An Arab member of the Kirkuk city council was gunned down with his bodyguard as he drove to a meeting in the ethnically divided northern city Monday, the second Iraqi official in the region to be killed in two days.

In Spain, the newly elected prime minister promised to withdraw the country's 1,300 troops from Iraq by June 30 unless the United Nations (search) assumes control of peacekeeping. A U.S. coalition spokesman responded by saying Spain's role in Iraq had been critical to restoring order in Iraq.

"The Spaniards are performing heroically, and are critical to our efforts here," coalition spokesman Dan Senor said.

The new prime minister, Jose Luis Rodriguez Zapatero (search), had made similar promises during the campaign for the election. The United States plans to turn over sovereignty to Iraq by June 30 but has no plans to cede control of the military operation to the United Nations.

Zapatero's Socialist party was propelled to an upset victory in elections Sunday by anger over terrorist attacks in Madrid last week that killed 200 people. Voters accused the outgoing prime minister, Jose Maria Aznar (search), of making Spain a target for terrorism by supporting the U.S.-led war in Iraq.

Spain leads the Plus Ultra brigade, a command that also includes forces from El Salvador, Nicaragua and the Dominican Republic. Eleven Spaniards have died in Iraq since August, including seven intelligence agents killed in an ambush in late November.

In Kirkuk, Aggar Al-Taweel was shot several times in the head as he drove to the weekly meeting of the city council, said police chief Torhan Yussif. His bodyguard was also killed.

The gunmen fired from a red car and sped off.

Al-Taweel, a Shiite who founded an Arab political party that later splintered, was known for his frank opinions and was often outspoken in council debates.

Arabs are at odds with Kurds, many of whom were displaced from their homes by Saddam Hussein's regime.
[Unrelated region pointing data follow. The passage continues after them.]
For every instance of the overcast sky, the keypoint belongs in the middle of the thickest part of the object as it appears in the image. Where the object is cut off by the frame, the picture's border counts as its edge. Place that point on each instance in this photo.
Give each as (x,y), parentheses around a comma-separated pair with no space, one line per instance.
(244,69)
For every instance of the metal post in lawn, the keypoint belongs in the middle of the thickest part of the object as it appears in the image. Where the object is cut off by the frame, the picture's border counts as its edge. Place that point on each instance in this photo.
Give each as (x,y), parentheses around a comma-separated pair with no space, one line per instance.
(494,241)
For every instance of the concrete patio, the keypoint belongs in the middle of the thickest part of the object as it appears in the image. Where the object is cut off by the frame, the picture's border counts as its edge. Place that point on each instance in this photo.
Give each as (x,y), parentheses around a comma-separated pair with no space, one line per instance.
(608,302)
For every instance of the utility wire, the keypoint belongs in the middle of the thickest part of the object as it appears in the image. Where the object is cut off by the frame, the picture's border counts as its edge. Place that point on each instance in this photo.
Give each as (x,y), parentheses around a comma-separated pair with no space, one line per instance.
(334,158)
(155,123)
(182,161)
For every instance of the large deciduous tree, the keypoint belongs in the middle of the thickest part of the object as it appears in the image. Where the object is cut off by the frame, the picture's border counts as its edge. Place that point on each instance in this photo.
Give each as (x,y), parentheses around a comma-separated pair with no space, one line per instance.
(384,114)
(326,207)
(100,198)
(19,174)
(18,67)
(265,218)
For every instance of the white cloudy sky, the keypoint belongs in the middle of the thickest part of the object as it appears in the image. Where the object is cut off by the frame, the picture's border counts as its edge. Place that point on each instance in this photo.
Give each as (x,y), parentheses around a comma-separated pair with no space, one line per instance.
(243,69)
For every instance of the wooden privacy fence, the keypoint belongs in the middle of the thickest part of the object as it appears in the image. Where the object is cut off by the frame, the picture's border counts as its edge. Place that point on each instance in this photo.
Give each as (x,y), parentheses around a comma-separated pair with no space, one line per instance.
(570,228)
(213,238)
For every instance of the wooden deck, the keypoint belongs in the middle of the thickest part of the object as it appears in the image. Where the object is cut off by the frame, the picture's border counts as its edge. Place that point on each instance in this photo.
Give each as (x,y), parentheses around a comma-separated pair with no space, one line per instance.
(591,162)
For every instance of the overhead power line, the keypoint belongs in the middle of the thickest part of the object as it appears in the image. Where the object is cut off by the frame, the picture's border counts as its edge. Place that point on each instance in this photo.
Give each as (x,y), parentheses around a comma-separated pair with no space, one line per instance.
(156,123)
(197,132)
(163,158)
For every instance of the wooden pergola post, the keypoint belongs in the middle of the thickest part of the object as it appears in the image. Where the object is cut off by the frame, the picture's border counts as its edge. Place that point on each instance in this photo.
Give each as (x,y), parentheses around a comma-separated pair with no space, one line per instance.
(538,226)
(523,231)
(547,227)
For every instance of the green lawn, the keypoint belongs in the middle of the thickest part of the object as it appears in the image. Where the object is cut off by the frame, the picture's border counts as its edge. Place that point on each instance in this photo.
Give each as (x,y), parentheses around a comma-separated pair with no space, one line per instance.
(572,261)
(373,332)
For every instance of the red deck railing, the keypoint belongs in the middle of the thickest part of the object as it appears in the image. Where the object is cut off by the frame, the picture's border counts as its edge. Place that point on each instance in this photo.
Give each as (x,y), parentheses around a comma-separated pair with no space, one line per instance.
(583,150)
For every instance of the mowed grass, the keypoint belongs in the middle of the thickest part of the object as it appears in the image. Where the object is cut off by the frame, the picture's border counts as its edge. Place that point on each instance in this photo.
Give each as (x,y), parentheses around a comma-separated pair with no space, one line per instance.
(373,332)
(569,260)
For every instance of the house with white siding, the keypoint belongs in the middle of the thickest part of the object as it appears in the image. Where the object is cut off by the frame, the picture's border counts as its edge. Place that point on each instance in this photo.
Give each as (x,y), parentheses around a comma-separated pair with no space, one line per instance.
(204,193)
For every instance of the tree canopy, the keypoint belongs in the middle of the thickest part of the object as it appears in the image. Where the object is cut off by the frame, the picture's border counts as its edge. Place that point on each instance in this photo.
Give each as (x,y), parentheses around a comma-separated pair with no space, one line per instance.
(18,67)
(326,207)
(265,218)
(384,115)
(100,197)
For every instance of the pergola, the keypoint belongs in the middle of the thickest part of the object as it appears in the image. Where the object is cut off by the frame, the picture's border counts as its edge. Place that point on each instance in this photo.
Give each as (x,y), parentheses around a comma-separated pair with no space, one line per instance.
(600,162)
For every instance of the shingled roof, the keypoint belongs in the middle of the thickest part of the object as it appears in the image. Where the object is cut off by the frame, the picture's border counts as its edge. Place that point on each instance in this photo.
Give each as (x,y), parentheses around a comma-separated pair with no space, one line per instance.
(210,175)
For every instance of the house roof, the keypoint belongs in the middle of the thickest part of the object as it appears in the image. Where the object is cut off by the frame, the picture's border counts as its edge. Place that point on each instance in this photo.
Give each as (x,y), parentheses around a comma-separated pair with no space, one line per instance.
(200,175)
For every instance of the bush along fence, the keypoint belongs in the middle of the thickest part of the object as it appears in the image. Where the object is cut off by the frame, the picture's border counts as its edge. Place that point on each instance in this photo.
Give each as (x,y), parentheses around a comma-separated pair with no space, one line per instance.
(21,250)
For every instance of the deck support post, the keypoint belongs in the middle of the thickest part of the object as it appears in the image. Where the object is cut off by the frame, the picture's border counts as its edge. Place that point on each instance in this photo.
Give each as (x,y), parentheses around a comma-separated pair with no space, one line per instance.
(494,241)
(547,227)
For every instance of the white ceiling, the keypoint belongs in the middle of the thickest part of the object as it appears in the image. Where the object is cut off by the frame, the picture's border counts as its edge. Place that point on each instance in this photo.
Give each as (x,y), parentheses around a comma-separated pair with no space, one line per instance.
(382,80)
Kurds want to make oil-rich Kirkuk the center of a Kurdish federal region in the new government.

In another northern city, Mosul, guerrillas raked a government convoy with gunfire Sunday, killing the regional secretary of labor and social affairs and his driver, U.S. Maj. Gen. Mark Kimmitt said.

Assailants also fired several mortar shells at a Mosul police station early Monday. The shells didn't hit any buildings, but lightly wounded a civilian and damaged some cars.

Meanwhile, a senior official at Iran's Interior Ministry denied a U.S. military report that an Iranian border guard may have been killed in a border clash with American soldiers.

"There have been no clashes and no Iranian border guards have been killed or injured," he said Monday on condition of anonymity.

U.S. Army spokesman Maj. Neal O'Brien said the shootout occurred 10 miles east of the Iraqi town of Mawat on Sunday. American soldiers killed one uniformed man and injured another — both possibly Iranian border guards — who had fired on them from the Iranian side of the border, according to the U.S. military.

O'Brien said the soldiers involved in the shooting were from the 25th Infantry Division's 2nd Brigade.